A couple of years ago, a group in Tennessee discovered that primate cells don’t require Vpu for efficient virus release. Further research seemed to suggest that there was something in human, but not monkey, cells that was preventing virus release — something that the HIV virus could overcome by producing Vpu. “This type of thing is beginning to become a recurrent theme in HIV biology, the virus has evolved several activities to overcome inhibitors that cells make,” Bieniasz says.
Because cells infected with Vpu-deficient HIV are packed with virus-laden vesicles inside, as well as on their surface, it was an open question as to what function Vpu served. Were cells without Vpu sucking the particles back in? Or, as in a popular theory, in the absence of Vpu were the viruses being directed away from the cell surface and instead toward a cellular compartment called an endosome, which would then destroy them?

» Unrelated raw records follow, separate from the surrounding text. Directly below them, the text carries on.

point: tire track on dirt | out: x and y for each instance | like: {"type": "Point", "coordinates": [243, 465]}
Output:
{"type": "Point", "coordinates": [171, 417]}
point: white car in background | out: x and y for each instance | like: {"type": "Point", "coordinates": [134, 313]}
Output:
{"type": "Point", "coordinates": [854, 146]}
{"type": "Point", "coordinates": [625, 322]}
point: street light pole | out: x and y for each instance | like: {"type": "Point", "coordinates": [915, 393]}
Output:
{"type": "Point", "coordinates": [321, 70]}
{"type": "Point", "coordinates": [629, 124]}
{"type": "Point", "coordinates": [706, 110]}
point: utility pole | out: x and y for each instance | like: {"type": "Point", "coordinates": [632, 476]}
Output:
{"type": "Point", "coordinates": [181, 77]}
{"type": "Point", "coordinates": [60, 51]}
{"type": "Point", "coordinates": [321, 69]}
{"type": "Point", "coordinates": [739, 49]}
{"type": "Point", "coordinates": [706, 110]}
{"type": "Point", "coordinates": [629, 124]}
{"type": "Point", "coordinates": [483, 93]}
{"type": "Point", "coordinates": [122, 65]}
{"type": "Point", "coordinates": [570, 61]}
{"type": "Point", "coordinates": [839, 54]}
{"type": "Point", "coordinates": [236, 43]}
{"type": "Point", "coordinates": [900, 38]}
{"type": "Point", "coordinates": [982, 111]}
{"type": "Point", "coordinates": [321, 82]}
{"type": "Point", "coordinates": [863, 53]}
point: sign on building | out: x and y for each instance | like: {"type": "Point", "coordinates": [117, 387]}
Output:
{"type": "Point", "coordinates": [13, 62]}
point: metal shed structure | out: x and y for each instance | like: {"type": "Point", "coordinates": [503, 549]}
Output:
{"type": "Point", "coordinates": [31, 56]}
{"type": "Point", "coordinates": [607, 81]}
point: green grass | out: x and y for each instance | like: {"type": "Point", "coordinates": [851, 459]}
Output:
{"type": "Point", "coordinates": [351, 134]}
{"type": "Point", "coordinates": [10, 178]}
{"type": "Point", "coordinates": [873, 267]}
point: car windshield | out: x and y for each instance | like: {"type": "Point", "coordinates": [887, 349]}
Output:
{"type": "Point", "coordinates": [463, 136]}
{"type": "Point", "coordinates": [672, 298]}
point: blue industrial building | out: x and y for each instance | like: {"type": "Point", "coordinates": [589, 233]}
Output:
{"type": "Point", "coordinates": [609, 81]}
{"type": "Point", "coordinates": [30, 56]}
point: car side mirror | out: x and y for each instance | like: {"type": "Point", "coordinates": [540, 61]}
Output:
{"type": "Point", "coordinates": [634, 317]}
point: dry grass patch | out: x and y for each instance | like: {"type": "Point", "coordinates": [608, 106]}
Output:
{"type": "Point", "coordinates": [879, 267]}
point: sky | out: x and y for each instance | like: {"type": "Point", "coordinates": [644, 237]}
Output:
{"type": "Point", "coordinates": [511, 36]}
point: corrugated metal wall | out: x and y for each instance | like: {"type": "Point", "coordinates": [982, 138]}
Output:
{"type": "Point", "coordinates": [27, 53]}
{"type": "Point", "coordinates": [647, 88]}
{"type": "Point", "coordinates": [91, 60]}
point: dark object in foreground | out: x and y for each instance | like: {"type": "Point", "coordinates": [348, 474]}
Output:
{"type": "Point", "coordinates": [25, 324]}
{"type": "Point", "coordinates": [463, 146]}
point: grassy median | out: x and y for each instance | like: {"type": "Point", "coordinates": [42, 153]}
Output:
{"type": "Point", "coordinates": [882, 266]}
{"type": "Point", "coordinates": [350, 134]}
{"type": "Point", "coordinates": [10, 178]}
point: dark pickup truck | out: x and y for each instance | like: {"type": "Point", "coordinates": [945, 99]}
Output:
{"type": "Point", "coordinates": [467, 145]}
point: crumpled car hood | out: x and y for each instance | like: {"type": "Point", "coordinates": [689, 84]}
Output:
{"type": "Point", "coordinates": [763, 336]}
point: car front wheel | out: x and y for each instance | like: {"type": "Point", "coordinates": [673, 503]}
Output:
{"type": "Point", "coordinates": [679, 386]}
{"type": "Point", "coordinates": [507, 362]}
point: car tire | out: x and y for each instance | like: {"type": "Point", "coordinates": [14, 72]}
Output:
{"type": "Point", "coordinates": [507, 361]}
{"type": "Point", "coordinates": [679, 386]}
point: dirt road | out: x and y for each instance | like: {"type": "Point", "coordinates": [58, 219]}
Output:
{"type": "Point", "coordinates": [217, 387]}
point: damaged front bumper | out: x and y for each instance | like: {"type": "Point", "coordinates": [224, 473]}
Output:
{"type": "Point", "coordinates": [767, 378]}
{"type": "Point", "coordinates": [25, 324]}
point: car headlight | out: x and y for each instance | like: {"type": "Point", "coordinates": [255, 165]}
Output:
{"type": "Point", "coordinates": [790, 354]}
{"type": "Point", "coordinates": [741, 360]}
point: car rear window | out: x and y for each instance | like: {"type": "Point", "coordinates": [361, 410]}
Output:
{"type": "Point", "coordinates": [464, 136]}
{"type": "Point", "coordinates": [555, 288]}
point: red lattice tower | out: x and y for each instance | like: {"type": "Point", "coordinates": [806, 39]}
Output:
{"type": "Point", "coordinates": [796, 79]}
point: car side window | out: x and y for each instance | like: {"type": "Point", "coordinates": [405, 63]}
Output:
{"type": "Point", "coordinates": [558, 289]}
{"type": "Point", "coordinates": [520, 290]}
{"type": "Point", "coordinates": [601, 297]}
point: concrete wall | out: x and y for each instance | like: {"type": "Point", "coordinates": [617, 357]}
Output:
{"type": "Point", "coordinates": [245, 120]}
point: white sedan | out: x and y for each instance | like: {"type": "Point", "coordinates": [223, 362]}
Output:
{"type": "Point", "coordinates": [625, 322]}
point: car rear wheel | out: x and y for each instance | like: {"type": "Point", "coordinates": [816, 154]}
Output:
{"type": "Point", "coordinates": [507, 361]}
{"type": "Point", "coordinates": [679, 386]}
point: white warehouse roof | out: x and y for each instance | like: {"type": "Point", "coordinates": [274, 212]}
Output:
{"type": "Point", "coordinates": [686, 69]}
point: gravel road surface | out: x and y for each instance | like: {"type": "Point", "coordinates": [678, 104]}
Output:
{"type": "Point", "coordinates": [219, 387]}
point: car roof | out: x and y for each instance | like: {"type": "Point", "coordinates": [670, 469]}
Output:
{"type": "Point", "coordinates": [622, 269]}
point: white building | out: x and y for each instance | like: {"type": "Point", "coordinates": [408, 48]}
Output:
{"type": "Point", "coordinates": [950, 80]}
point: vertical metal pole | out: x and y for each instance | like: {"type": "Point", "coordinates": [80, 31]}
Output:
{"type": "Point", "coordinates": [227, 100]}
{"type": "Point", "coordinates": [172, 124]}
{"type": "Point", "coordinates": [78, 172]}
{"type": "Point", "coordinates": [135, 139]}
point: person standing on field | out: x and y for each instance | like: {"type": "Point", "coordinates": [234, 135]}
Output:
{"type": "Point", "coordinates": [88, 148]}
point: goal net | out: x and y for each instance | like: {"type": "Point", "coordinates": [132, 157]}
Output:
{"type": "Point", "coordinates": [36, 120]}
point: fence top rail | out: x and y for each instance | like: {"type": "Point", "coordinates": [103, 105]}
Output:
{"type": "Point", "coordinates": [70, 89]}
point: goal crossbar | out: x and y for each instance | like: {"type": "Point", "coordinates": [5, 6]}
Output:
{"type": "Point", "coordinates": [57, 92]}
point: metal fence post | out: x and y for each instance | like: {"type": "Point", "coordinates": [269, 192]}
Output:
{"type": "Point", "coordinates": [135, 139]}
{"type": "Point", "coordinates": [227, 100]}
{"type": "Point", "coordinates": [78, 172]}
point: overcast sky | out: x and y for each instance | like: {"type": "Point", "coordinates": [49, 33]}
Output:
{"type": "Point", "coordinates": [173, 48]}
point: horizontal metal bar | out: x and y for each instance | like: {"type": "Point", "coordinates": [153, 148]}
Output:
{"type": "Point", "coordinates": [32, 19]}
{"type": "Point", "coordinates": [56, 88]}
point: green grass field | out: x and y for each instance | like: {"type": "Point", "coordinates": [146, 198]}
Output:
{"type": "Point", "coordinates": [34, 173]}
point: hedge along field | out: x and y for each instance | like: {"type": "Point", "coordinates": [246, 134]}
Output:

To figure out what was going on, Stuart Neil, the paper’s first author and a postdoctoral fellow in the Bieniasz lab, compared two types of human cells: HOS cells, in which Vpu doesn’t enhance virus release, and HeLa cells, in which it does. The results came as a surprise to the research team. When Neil blocked the activity of the endosomes in HeLa cells, he found that it decreased the accumulation of viral particles inside the cells – particles instead accumulated on the cell surface. But in HOS cells, where there was little intracellular accrual in the first place, blocking endosomal activity didn’t appear to do a thing. To Neil and Bieniasz, this suggested that the viral particles inside the cell were, indeed, derived from virus that had made it to the cell’s plasma membrane but then been pulled back into the interior. “So Vpu is doing something quite specific to virus release,” Neil says.
That something turned out to be acting like what Bieniasz refers to as “anti-glue.” When Neil added a protein-digesting enzyme to the Vpu-defective, virus-studded cells, the virus particles went drifting off into the surrounding medium. Their results imply that a cell’s surface is sticky to enveloped virus particles that have just pinched off. “And what Vpu appears to do is remove that protein glue,” Bieniasz says, “so the assembled particle can be released.” Their next step, he says, is figuring out exactly what the glue is.
One of the especially surprising things about their results, Neil says, is that although older electron microscopy images of Vpu-defective viruses clearly show mature virus collecting at the cell surface as well as in endosomes, most studies didn’t use those images as a springboard and the observation remained unexplored. Now,the scientists' findings may also provide a glimpse at a larger story, one that has implications beyond HIV. This cellular glue is likely to be a problem for many other enveloped viruses as well, Bieniasz says. “We’re at the very early stages of studying this activity, but there are hints that other viruses have found different solutions to this problem.”